Re-scoring of orders is an important feature of the AWC. We will re-score all orders continually for 14 days or to whatever limit the merchant has designated. This will allow for the merchant to stay abreast of any changes as it relates to risk which may occur on an order either in the review process or already processed and fulfilled.
Re-scoring, in the simplest of terms, is the method in which every 30 minutes, we will re-evaluate a score based upon new information received into our transaction database. Fraudsters commonly will continually make fraud attempts at multiple merchants and with dynamic order linking functionality, orders are continually monitored for increased risk and if risk is determined, a transaction score can be updated accordingly.
The advantage of re-scoring will afford the merchant to take proactive steps in order to continue to reduce chargebacks and in many cases, reduce inventory shrinkage by either cancelling a pending order or re-directing/stopping an outbound shipment.
Each merchant will establish a Re-score Threshold and in doing so, they will inform the system to update records accordingly when this threshold has been surpassed. Typically, the re-score threshold will be the same or greater than any auto decline threshold based upon the score.

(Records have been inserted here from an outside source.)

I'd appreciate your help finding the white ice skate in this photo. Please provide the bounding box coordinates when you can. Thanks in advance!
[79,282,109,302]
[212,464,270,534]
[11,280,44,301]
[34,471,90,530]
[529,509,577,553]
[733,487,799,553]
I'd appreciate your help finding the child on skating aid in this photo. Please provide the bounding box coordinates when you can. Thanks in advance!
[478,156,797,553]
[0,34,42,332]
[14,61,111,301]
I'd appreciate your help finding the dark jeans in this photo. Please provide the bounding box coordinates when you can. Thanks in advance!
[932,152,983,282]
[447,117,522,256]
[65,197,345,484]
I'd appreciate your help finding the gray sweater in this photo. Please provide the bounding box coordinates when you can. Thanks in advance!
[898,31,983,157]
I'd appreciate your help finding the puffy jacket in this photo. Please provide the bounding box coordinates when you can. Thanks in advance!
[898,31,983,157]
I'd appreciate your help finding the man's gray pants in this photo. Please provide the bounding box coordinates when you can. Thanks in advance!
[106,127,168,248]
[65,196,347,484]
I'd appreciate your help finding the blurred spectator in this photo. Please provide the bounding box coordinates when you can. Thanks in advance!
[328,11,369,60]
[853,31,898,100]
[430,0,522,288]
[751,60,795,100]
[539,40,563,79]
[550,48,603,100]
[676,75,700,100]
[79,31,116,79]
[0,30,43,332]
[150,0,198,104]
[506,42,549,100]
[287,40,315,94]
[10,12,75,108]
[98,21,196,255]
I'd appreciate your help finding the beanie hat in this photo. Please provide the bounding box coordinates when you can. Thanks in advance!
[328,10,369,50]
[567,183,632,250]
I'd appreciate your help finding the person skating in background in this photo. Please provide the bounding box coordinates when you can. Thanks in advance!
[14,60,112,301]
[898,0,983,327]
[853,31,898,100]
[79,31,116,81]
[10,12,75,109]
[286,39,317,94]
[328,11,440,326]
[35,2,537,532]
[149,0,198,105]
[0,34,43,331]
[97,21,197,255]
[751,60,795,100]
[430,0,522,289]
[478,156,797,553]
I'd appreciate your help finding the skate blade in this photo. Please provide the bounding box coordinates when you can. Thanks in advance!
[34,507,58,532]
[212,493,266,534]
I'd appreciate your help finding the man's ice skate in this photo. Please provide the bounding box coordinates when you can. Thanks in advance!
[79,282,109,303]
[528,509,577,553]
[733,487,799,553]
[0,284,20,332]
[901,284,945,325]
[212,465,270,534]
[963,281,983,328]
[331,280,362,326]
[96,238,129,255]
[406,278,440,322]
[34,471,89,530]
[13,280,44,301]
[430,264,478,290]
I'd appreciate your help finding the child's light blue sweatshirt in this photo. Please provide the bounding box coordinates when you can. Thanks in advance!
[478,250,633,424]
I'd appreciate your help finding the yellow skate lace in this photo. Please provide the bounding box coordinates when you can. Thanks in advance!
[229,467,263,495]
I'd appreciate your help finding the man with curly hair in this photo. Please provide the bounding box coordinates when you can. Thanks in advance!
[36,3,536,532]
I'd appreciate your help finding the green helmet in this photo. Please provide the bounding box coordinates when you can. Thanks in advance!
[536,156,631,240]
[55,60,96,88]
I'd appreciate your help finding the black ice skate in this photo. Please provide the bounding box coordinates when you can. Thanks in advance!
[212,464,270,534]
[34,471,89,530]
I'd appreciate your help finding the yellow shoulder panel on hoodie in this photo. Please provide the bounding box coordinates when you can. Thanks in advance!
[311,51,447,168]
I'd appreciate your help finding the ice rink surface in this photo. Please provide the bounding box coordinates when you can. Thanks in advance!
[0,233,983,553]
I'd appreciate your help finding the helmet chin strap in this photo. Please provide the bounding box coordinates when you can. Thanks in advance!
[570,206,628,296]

If there is no auto decline based upon score, the merchant may still establish a re-score threshold.
Orders Already Processed
As orders are re-scored, the case history of the order is updated with a refreshed score if appropriate. Orders which have already been processed and approved may appear in the Suspect Orders queue with a new status of C for Change. The score on the Suspect Orders queue will also be highlighted as a visual cue of the re-score.
Items appearing in the Workflow with this designation will indicate that the order was previously approved (either automatically based upon rules) and now the merchant can re-examine the order to determine if they wish to take any action, such as processing an immediate refund to avoid a chargeback, delay or reroute a shipment or manage any details of the order as it relates to VIP List controls.
Previously Processed Orders
For orders which have not been processed from the Workflow queue can also be re-scored and it will be critical that any personnel reviewing orders are examining the current score along with any other attributes when rendering a decision.
Risk Evaluation Field Definitions
GEOX: The country with the highest level of e-commerce risk associated with this persona in the last 14 days.
NETW: The riskiest network type associated with this persona in the last 14 days. (Normal, Proxy, Satellite, Anonymous, Library, Prison, High School).
VELO: The quantity of unique orders seen from this persona in the last 14 days.
VMAX: The quantity of unique orders seen from this persona in the most recent 6 hour period.
SCOR: The result of the evaluation of the order which will range from 1 – 99 with 99 being considered very high risk.